Developing—and Maintaining—a Reputation

Wasil has developed a few other hallmarks as a professor, in addition to his rapid email responses.

From the very first day of ITEC-610, Applied Managerial Statistics, Wasil’s students understand what’s expected of them. He gives them a roadmap that includes the key assessment points and all of the course materials for the semester. He believes the course must be well-organized to maximize students’ time.

“[Wasil] created a very positive environment that was conducive to learning, and [he] was very clear about his expectations,” says Adam Trent, MBA ’18.

The classroom environment is another one of Wasil’s hallmarks. “I try to create a relaxed atmosphere in class,” he says. “The material is intimidating enough.” He also wants his class to be fun and enjoyable. That’s why he takes the first few minutes of every class to engage with the students and talk about anything other than statistics such as golf or fantasy football.

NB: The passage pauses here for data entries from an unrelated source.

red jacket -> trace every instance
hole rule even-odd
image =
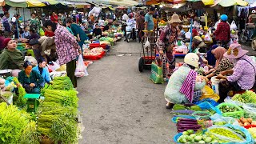
[[[230,41],[230,26],[228,23],[221,22],[218,24],[217,30],[214,32],[215,39],[217,41]]]

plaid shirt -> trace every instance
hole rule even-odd
[[[218,24],[216,31],[214,32],[217,41],[230,41],[230,26],[228,23],[221,22]]]
[[[61,25],[57,26],[54,34],[59,64],[66,64],[75,59],[79,55],[78,49],[80,48],[75,38]]]

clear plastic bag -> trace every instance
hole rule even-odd
[[[88,76],[87,67],[85,66],[83,62],[82,54],[79,55],[78,62],[77,62],[77,67],[75,69],[74,75],[76,77],[84,77]]]

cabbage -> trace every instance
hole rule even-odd
[[[206,137],[206,138],[204,138],[204,140],[206,143],[208,143],[211,142],[212,138],[210,137]]]
[[[202,138],[202,136],[199,136],[199,135],[195,136],[195,137],[194,138],[194,141],[196,141],[196,142],[201,141]]]
[[[199,141],[198,143],[206,143],[204,141]]]

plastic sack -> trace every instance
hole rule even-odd
[[[236,30],[237,29],[238,29],[238,26],[235,24],[234,21],[233,20],[230,25],[230,30]]]
[[[256,104],[246,103],[242,106],[245,113],[251,118],[256,118]]]
[[[224,125],[224,126],[228,127],[228,128],[238,130],[242,131],[246,135],[246,142],[238,142],[238,144],[254,144],[254,138],[252,138],[251,134],[250,134],[248,130],[246,130],[246,128],[240,126],[234,126],[232,124],[226,124],[226,125]]]
[[[194,104],[198,105],[198,104],[202,103],[204,102],[209,102],[213,106],[216,106],[219,104],[219,103],[216,102],[214,99],[211,99],[211,98],[202,99],[201,101],[195,102]]]
[[[150,47],[150,42],[149,41],[149,38],[146,38],[146,43],[144,44],[144,47]]]
[[[222,114],[221,110],[218,108],[216,108],[214,106],[213,106],[210,102],[201,102],[199,104],[198,104],[198,106],[202,109],[202,110],[214,110],[217,114]]]
[[[155,84],[163,83],[162,69],[155,64],[154,62],[151,64],[151,75],[150,79]]]
[[[41,37],[45,36],[45,32],[43,31],[43,30],[42,28],[40,28],[40,30],[39,30],[39,34]]]
[[[241,140],[238,140],[238,139],[236,139],[236,138],[232,138],[230,137],[227,137],[227,136],[222,135],[222,134],[221,134],[219,133],[216,133],[214,131],[212,131],[212,130],[218,130],[218,131],[219,131],[219,133],[221,133],[223,130],[228,130],[229,133],[236,135]],[[235,142],[235,143],[243,144],[244,142],[246,142],[246,140],[244,139],[240,134],[237,134],[233,130],[231,130],[231,129],[230,129],[230,128],[228,128],[226,126],[214,126],[209,127],[207,129],[207,132],[211,134],[214,134],[215,137],[218,138],[219,139],[223,139],[225,141],[229,142],[224,142],[224,143],[231,144],[231,143],[234,143]]]
[[[32,56],[25,56],[24,61],[30,62],[32,64],[32,66],[37,66],[38,65],[38,61]]]
[[[78,59],[77,62],[77,67],[74,71],[74,75],[76,77],[84,77],[84,76],[89,75],[87,72],[87,68],[83,62],[83,58],[82,54],[80,54],[78,57]]]
[[[52,64],[51,65],[47,65],[47,67],[50,70],[51,70],[52,71],[55,71],[56,70],[58,70],[61,66],[59,66],[58,62],[52,62]]]

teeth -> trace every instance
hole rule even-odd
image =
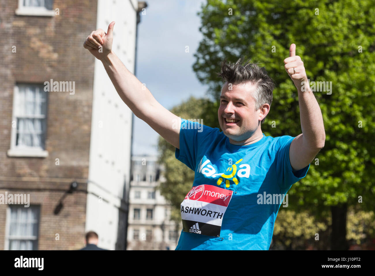
[[[239,120],[234,120],[233,119],[226,119],[226,118],[225,118],[225,121],[227,123],[237,122],[238,122],[239,121],[240,121]]]

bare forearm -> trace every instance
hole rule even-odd
[[[113,51],[100,60],[121,99],[135,116],[141,119],[148,107],[156,101],[151,92]]]
[[[301,128],[305,142],[312,147],[322,148],[326,140],[326,131],[320,107],[310,89],[298,90]]]

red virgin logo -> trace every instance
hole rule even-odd
[[[199,185],[193,187],[193,189],[188,194],[185,199],[196,200],[201,197],[203,194],[203,190],[204,190],[204,185]]]

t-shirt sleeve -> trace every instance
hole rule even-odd
[[[195,170],[199,149],[204,147],[206,139],[215,129],[197,122],[182,119],[180,130],[180,148],[176,148],[176,158],[193,170]]]
[[[279,186],[282,189],[290,188],[292,185],[302,179],[307,173],[310,164],[300,170],[294,170],[290,164],[289,148],[295,137],[281,136],[276,142],[276,175]]]

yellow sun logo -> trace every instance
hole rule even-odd
[[[224,177],[225,178],[232,178],[232,177],[233,177],[233,176],[234,176],[234,175],[236,175],[236,173],[237,172],[237,166],[236,166],[236,164],[238,164],[242,161],[242,158],[240,159],[238,161],[237,161],[237,162],[236,162],[235,164],[234,164],[231,167],[230,167],[228,169],[226,169],[227,172],[228,171],[230,172],[232,172],[232,173],[229,175],[224,174],[224,173],[223,173],[221,175],[220,175],[220,178],[219,179],[219,180],[218,180],[218,182],[217,182],[218,185],[220,185],[220,184],[221,184],[222,182],[223,182],[223,179],[222,178],[222,177]],[[232,180],[233,180],[233,182],[236,185],[238,184],[238,179],[237,179],[237,178],[236,178],[236,177],[233,177],[233,179],[232,179]],[[225,187],[226,187],[227,188],[229,188],[229,180],[228,180],[228,179],[225,180]]]

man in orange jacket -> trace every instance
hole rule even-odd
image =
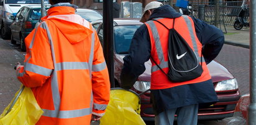
[[[211,105],[219,101],[206,64],[218,55],[223,46],[222,32],[199,19],[182,15],[169,5],[163,5],[158,1],[152,1],[145,6],[140,21],[145,24],[136,31],[129,54],[123,58],[121,87],[130,88],[144,72],[145,63],[150,59],[150,92],[155,124],[173,125],[174,114],[177,114],[178,125],[197,124],[199,105]],[[169,60],[188,57],[185,56],[187,51],[181,54],[168,55],[169,29],[173,28],[186,40],[200,61],[198,64],[203,71],[198,77],[185,81],[169,80],[166,74],[169,74],[169,67],[173,66],[168,64]],[[181,45],[181,42],[179,43]],[[186,66],[182,67],[186,69]]]
[[[90,124],[104,114],[110,81],[102,46],[72,0],[50,0],[43,22],[25,39],[17,76],[44,113],[37,124]]]

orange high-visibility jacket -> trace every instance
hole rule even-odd
[[[44,113],[37,124],[90,124],[102,116],[110,80],[102,48],[90,22],[75,9],[54,7],[25,40],[18,79],[31,87]]]
[[[204,58],[201,58],[202,46],[196,36],[192,19],[189,16],[182,15],[175,19],[174,27],[173,27],[173,19],[158,18],[154,20],[161,22],[169,28],[174,27],[195,52],[204,71],[200,77],[194,79],[182,82],[172,82],[168,80],[166,75],[162,72],[156,64],[152,62],[151,88],[164,89],[182,85],[202,82],[211,79],[206,63]],[[145,24],[149,33],[152,58],[167,74],[169,71],[168,62],[169,30],[160,23],[154,20],[148,21]],[[203,59],[202,64],[201,59]]]

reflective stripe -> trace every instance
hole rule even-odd
[[[98,110],[105,110],[107,108],[107,105],[105,104],[97,104],[94,103],[93,103],[93,109]]]
[[[168,61],[164,61],[164,62],[161,62],[160,63],[160,64],[158,65],[161,69],[164,69],[164,68],[166,68],[166,67],[169,67],[168,66]],[[158,68],[158,67],[155,65],[154,66],[152,66],[151,67],[151,72],[155,72],[156,71],[159,70],[159,69]]]
[[[149,21],[147,22],[150,26],[151,33],[153,33],[153,37],[154,40],[154,44],[156,46],[156,53],[158,53],[158,59],[161,62],[164,61],[164,54],[163,51],[162,46],[161,45],[160,37],[158,34],[158,31],[156,28],[156,25],[153,21]]]
[[[36,37],[36,34],[37,32],[37,28],[36,28],[35,33],[34,33],[34,35],[33,35],[33,38],[32,38],[32,41],[31,41],[31,44],[29,45],[29,48],[30,48],[30,49],[31,49],[31,48],[33,47],[34,41],[35,37]],[[23,44],[24,44],[24,43],[23,43]]]
[[[92,112],[92,114],[102,117],[102,116],[103,116],[105,113],[95,113],[95,112]]]
[[[89,71],[90,71],[90,78],[92,80],[92,62],[93,61],[93,55],[94,55],[94,43],[95,43],[95,32],[94,31],[92,33],[92,43],[91,43],[91,51],[90,53],[89,58]]]
[[[40,75],[45,76],[50,76],[52,72],[52,69],[49,69],[42,66],[32,64],[31,63],[26,62],[26,67],[24,67],[25,71],[29,71]]]
[[[83,25],[85,27],[90,29],[90,23],[88,21],[83,19],[81,16],[77,14],[50,15],[47,19],[50,18],[57,18],[61,20],[73,22],[81,25]]]
[[[92,72],[98,72],[106,69],[106,62],[92,66]]]
[[[23,75],[25,74],[25,73],[26,73],[26,72],[24,72],[24,70],[23,70],[23,72],[19,72],[19,71],[21,70],[21,68],[19,68],[17,70],[17,74],[16,74],[16,75],[17,75],[17,76],[18,76],[18,77],[23,77]]]
[[[48,28],[48,26],[45,22],[43,22],[41,24],[42,28],[46,30],[46,32],[47,33],[47,37],[49,41],[50,42],[50,50],[52,51],[52,61],[54,62],[54,67],[56,67],[56,61],[55,61],[55,51],[54,51],[54,43],[52,41],[52,36],[50,35],[50,30]],[[59,110],[60,109],[60,93],[59,92],[59,85],[58,85],[58,78],[57,78],[57,71],[54,70],[52,72],[52,77],[51,77],[51,88],[52,88],[52,100],[54,101],[54,109],[55,110],[44,110],[45,113],[42,115],[45,116],[45,114],[47,115],[50,113],[50,116],[56,116],[59,113]]]
[[[194,48],[194,51],[195,52],[194,53],[196,54],[196,56],[197,58],[198,61],[201,62],[201,58],[198,54],[197,45],[196,43],[196,40],[195,36],[194,35],[194,30],[192,29],[193,27],[192,25],[191,21],[189,20],[189,19],[188,19],[187,15],[183,15],[182,16],[184,19],[184,20],[186,21],[186,23],[187,24],[187,27],[189,28],[189,35],[191,38],[192,43],[193,44],[193,48]],[[202,58],[202,59],[204,59],[204,58]],[[202,61],[204,62],[204,59]]]
[[[63,62],[56,64],[55,70],[69,69],[88,69],[89,66],[87,62]]]
[[[42,110],[44,112],[43,114],[44,116],[58,118],[72,118],[76,117],[81,117],[83,116],[89,115],[92,114],[92,112],[90,108],[59,111],[45,109],[43,109]]]
[[[72,69],[72,68],[85,68],[86,67],[86,62],[64,62],[61,63],[56,63],[55,61],[55,55],[54,51],[54,43],[52,41],[51,34],[50,30],[47,25],[47,24],[44,22],[42,22],[43,24],[41,25],[41,27],[45,29],[47,31],[49,41],[50,41],[51,51],[52,51],[52,56],[54,62],[54,67],[58,69]],[[93,38],[92,38],[92,40],[93,42],[92,42],[92,48],[93,48],[94,46],[94,33],[92,33]],[[91,50],[91,52],[93,52],[93,49]],[[88,69],[90,69],[90,71],[92,71],[92,61],[93,61],[93,55],[92,54],[90,56],[89,59],[89,67]],[[92,59],[91,59],[92,58]],[[73,66],[78,64],[79,66]],[[88,65],[88,63],[87,63]],[[42,109],[44,111],[43,116],[52,117],[52,118],[76,118],[76,117],[81,117],[85,115],[88,115],[92,113],[92,108],[90,106],[88,108],[83,108],[80,110],[69,110],[69,111],[59,111],[60,110],[60,93],[59,92],[59,84],[58,84],[58,77],[57,74],[57,69],[54,69],[52,74],[52,79],[51,79],[51,88],[52,88],[52,100],[54,101],[54,110],[49,110],[46,109]],[[91,74],[91,72],[90,72]],[[91,93],[91,102],[90,105],[92,105],[92,93]]]

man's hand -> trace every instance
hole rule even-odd
[[[19,67],[21,64],[19,62],[16,62],[16,66],[14,67],[14,69],[16,70],[17,67]]]
[[[95,115],[95,114],[92,114],[91,121],[92,122],[95,122],[97,121],[100,120],[100,118],[102,118],[102,116],[97,116],[97,115]]]

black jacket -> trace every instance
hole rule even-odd
[[[158,17],[176,18],[181,16],[169,5],[155,9],[149,20]],[[222,32],[213,25],[192,18],[196,32],[203,45],[202,54],[206,64],[212,61],[220,52],[224,41]],[[145,62],[149,60],[151,42],[147,27],[141,25],[135,32],[130,54],[123,58],[121,73],[121,87],[128,89],[145,71]],[[210,105],[218,101],[211,80],[203,82],[180,85],[161,90],[151,90],[151,100],[156,114],[168,109],[192,104]]]
[[[158,17],[176,18],[181,16],[169,5],[155,9],[149,20]],[[222,30],[214,25],[192,17],[198,39],[204,46],[202,51],[206,64],[212,61],[220,51],[224,42]],[[142,25],[135,32],[131,41],[130,54],[123,59],[124,66],[121,74],[121,81],[124,88],[130,88],[138,77],[144,72],[144,63],[149,60],[151,43],[148,28]]]

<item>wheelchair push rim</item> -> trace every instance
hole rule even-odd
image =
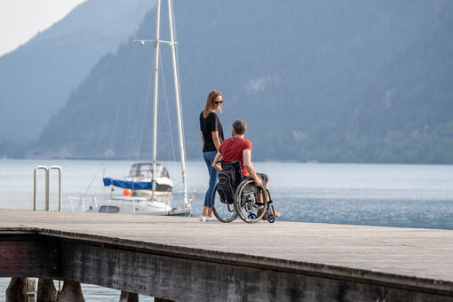
[[[263,194],[264,204],[257,205],[257,196],[261,193]],[[244,222],[258,222],[266,214],[267,209],[266,190],[257,187],[253,179],[244,179],[236,189],[234,206],[237,214]]]
[[[211,196],[212,212],[219,221],[231,222],[237,219],[237,212],[234,208],[234,202],[231,203],[222,203],[220,200],[220,195],[219,193],[217,193],[218,186],[219,184],[217,184],[214,187],[214,190],[212,190],[212,195]]]

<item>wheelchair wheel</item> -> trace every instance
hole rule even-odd
[[[212,191],[211,201],[212,204],[212,211],[216,218],[221,222],[231,222],[237,218],[237,212],[234,209],[234,203],[222,203],[220,195],[217,192],[217,186]]]
[[[269,223],[274,223],[275,221],[275,216],[274,216],[273,214],[269,214],[267,216],[267,221],[269,221]]]
[[[257,198],[261,193],[264,193],[264,204],[258,205],[257,204]],[[234,206],[237,214],[243,221],[247,223],[259,221],[266,213],[267,206],[266,190],[257,187],[253,179],[246,179],[242,180],[237,187],[234,195]]]

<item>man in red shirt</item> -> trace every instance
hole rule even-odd
[[[218,163],[221,158],[226,163],[240,161],[242,176],[251,177],[255,180],[255,184],[260,187],[263,185],[263,181],[265,184],[267,182],[267,175],[255,172],[253,163],[251,163],[251,142],[243,138],[246,130],[247,123],[245,122],[236,120],[233,123],[233,138],[225,139],[220,144],[212,167],[221,171],[220,163]]]
[[[251,177],[255,184],[258,187],[266,186],[267,187],[268,178],[264,173],[255,172],[253,163],[251,163],[251,142],[243,138],[247,123],[241,120],[233,123],[233,138],[225,139],[219,147],[219,152],[214,158],[212,167],[217,171],[222,171],[220,163],[221,158],[224,162],[232,163],[241,162],[241,170],[243,177]],[[263,195],[257,196],[257,202],[263,203]],[[262,209],[264,211],[264,209]],[[280,217],[280,212],[275,211],[275,217]],[[265,214],[263,219],[266,219],[267,214]]]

“It’s hard to teach statistics for three hours, and it’s hard to sit through statistics for three hours,” says Zoe Bludevich, MBA ’18. “But he made it enjoyable and rewarding.”

Pushing Students to Think “Beyond Ward Circle”

Wasil has a refrain that he repeats throughout the semester: “beyond Ward Circle.” He uses this AU campus landmark as a reference to make sure students understand the relevance of class content.

“He pushed us to think beyond the classroom,” Bludevich says. “[Wasil] translate[d] what we were learning to how we would use it in the real world.”

When Trent took the statistics class in the fall semester of 2017, he said that Wasil related examples from the presidential election to course material. They examined the discrepancy between the polling data and the election results and discussed the significance of sample size to collect accurate information.

“That is an invaluable lesson that isn’t really given in books,” Trent says.

Faiza El-Hibri, MBA ’18, took away some fundamental lessons that she’ll continue to refer to after she graduates. “[Wasil taught us] the basics [that] we need to know to thrive in the professional world and in our careers.”

The Desire to Teach and See his Students Succeed

“My philosophy is, when I walk through that [classroom] door, everything in the outside world stops,” he says.

Wasil’s commitment to extending his philosophy beyond the classroom makes his students appreciate his efforts on their behalf.

“We all wish we had a few more [teachers] like him,” Trent says.

Wasil always tries to stay attuned to his students’ needs—whether they’re educational or nutritional. Before exams, Wasil always brings in home-baked cookies for his students. (His wife makes the cookies, and Wasil says he serves in a “managerial capacity” to oversee their production.) He even taught an online class and mailed the cookies to his students.

Wasil considers himself lucky that he knew early on what he wanted to do with his life: conduct statistics research and teach the material to students. As a scholar and a teacher, “You’re disseminating knowledge and you’re creating knowledge. You can’t do one without the other,” Wasil says. “I really like what I do.”

Even after teaching for more than 30 years, he says his desire hasn’t diminished.